Parla al cellulare col fidanzato e finisce con l’auto in un canale. Ventiquattrenne muore annegata a Santa Teresa in Valle (Verona)

Pubblicato il 31 maggio 2010 10:48 | Ultimo aggiornamento: 31 maggio 2010 10:48

Un urlo improvviso, straziante, poi il silenzio. La comunicazione si è interrotta, la voce di Chiara è sparita. Una tragedia vissuta in tempo reale dal fidanzato di Chiara Marangoni, 24 anni residente a Melara (Rovigo), morta in un incidente stradale proprio mentre era al telefono con il suo fidanzato.

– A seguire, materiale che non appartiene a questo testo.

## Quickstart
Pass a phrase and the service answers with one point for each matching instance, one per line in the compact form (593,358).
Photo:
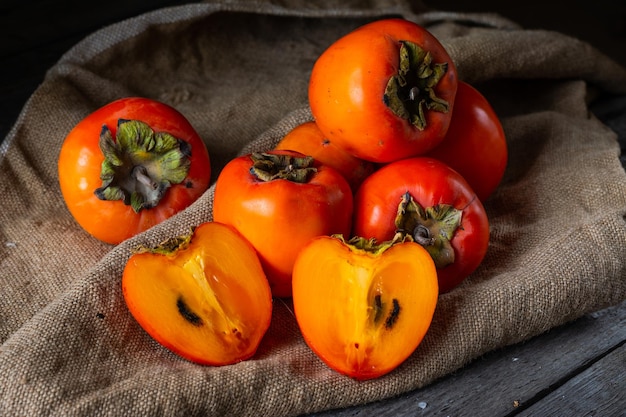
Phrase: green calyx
(411,92)
(372,246)
(268,167)
(432,227)
(169,246)
(140,164)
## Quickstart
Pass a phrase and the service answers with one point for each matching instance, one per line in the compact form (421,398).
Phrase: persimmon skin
(347,86)
(80,161)
(209,303)
(475,145)
(430,182)
(279,217)
(363,314)
(308,139)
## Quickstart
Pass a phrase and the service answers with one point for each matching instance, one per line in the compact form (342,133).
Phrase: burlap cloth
(239,72)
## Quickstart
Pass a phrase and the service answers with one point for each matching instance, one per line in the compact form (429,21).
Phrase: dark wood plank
(599,391)
(514,379)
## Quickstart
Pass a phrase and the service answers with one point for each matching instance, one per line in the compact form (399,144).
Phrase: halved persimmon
(364,307)
(204,296)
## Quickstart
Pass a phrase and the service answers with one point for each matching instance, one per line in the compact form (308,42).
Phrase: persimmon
(308,139)
(425,198)
(130,165)
(204,296)
(279,200)
(384,91)
(364,307)
(475,145)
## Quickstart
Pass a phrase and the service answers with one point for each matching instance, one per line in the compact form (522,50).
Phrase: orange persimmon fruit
(364,307)
(204,296)
(308,139)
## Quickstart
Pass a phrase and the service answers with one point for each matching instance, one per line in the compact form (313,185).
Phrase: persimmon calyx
(372,246)
(169,246)
(268,167)
(410,93)
(140,165)
(432,227)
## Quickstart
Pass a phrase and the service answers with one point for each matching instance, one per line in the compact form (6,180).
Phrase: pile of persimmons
(362,217)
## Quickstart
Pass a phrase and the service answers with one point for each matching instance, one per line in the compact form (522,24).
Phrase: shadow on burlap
(239,72)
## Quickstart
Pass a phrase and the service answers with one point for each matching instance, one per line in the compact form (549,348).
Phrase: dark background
(35,33)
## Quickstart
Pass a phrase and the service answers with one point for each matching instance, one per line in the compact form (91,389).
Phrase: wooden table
(575,370)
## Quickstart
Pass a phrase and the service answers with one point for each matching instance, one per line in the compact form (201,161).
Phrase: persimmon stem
(140,165)
(410,93)
(432,227)
(268,167)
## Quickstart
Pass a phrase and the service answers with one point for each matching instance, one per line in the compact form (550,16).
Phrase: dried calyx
(140,165)
(432,227)
(268,167)
(411,92)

Chiara stava tornando a casa dopo una giornata di lavoro in una ditta di San Pietro di Legnago.  Erano da poco passate le 18.30 e la Lancia Y della ragazza stava percorrendo la strada che da Mezzavia conduce a Bergantino, nei pressi di Santa Teresa in Valle in provincia di Verona. Un tratto pericoloso che costeggia il canale Menago. Ma Chiara non era concentrata sulla strada: mentre era al volante parlava al cellulare con il suo fidanzato. Un’imprudenza che le è costata la vita.

Un urlo, un rumore forte, lo schianto. Il fidanzato, Riccardo Bimbatti di Bergantino, ha assistito in diretta telefonica alla tragedia. E ha capito immediatamente che era successo qualcosa di grave. Così ha preso la sua auto ed è partito alla ricerca della giovane dottoressa in Economia e commercio. L’ha trovata lì, nel canale Menago, si è buttato in acqua e ha estratto la giovane dall’abitacolo. Ma era troppo tardi: la ventiquattrenne era già morta annegata.